O Conselho Nacional de Educação (CNE), órgão vinculado ao Ministério da Educação (MEC), aprovou novas regras para o uso da inteligência artificial na educação brasileira.
Entre as principais determinações está a proibição do uso da IA para corrigir, avaliar ou atribuir notas a redações e provas dissertativas em todas as etapas do ensino.
As normas fazem parte das Diretrizes Orientadoras da Utilização da Inteligência Artificial na Educação Brasileira, documento que estabelece parâmetros para escolas, universidades e sistemas públicos e privados de ensino.
IA não poderá decidir notas de estudantes
Pelas novas diretrizes, sistemas de inteligência artificial não poderão corrigir ou avaliar redações e questões dissertativas.
Nas provas objetivas, a tecnologia poderá ser utilizada como ferramenta de apoio, mas os resultados deverão passar pela validação de uma pessoa.
Além disso, decisões importantes relacionadas à aprovação, reprovação ou atribuição de notas não poderão ser tomadas exclusivamente por sistemas automatizados.

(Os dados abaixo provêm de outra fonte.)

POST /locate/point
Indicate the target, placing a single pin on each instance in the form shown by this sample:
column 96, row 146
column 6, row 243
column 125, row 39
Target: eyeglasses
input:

A medida busca garantir que a tecnologia seja utilizada como apoio ao processo educacional, sem substituir o julgamento e a responsabilidade humana.
Crianças até o 5º ano terão acesso restrito
Outra regra estabelece a proibição do acesso direto e sem supervisão a ferramentas de inteligência artificial por crianças da educação infantil e dos anos iniciais do ensino fundamental.

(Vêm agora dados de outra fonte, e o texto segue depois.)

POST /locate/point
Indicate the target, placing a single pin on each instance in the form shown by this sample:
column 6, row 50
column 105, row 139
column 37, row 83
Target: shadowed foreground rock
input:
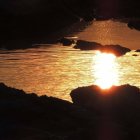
column 29, row 117
column 93, row 116
column 115, row 49
column 138, row 50
column 118, row 109
column 134, row 24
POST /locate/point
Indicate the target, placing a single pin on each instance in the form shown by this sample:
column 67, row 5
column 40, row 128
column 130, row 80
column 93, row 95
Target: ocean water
column 55, row 70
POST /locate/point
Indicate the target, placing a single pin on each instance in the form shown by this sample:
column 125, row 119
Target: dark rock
column 115, row 49
column 138, row 50
column 134, row 24
column 135, row 55
column 94, row 114
column 27, row 116
column 66, row 41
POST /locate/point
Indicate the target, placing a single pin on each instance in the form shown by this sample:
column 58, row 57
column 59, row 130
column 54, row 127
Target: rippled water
column 55, row 70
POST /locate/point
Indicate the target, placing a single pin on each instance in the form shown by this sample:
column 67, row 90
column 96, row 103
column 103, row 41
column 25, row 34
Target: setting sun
column 105, row 73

A restrição vale para estudantes até o 5º ano.
A utilização da tecnologia nesse período deverá ocorrer dentro de limites pedagógicos e com acompanhamento adequado.
Detectores de IA não poderão gerar punição sozinhos
As novas regras também tratam do uso de ferramentas que tentam identificar conteúdos produzidos por inteligência artificial.
Segundo as diretrizes, o resultado desses detectores não poderá, sozinho, ser utilizado como justificativa para punir um estudante.
A avaliação deverá considerar outros elementos antes de qualquer decisão relacionada a possíveis irregularidades.
Ensino sobre inteligência artificial deverá entrar no currículo
O CNE também prevê que o ensino sobre inteligência artificial seja incorporado de forma progressiva e transversal ao currículo.
A proposta é preparar estudantes para compreender o funcionamento, os limites e os impactos da tecnologia.
As diretrizes seguem o princípio de que a inteligência artificial deve ampliar as capacidades humanas e educacionais, sem substituir a mediação pedagógica e o julgamento das pessoas.
Escolas terão de reforçar proteção de dados
As instituições de ensino também deverão adotar medidas para proteger os dados de estudantes e profissionais da educação.
Escolas e universidades terão responsabilidade sobre a fiscalização de fornecedores e tecnologias utilizadas nos ambientes educacionais.
Entre as práticas proibidas estão o reconhecimento de emoções, sistemas de pontuação social, a vigilância biométrica contínua e a exploração comercial de dados educacionais.
Universidades deverão criar regras próprias
As instituições de ensino superior deverão elaborar políticas específicas para o uso da inteligência artificial.
As regras deverão abranger áreas como ensino, pesquisa, extensão e gestão universitária.
O objetivo é estabelecer limites e critérios para a utilização da tecnologia de acordo com as características de cada instituição.
Regras entram em vigor após publicação
As diretrizes passarão a valer a partir da publicação da resolução no Diário Oficial da União.
Os sistemas de ensino e as instituições educacionais terão prazo de 12 meses para adaptar políticas, procedimentos e contratos às novas determinações.
As proibições previstas nas diretrizes, no entanto, terão aplicação imediata.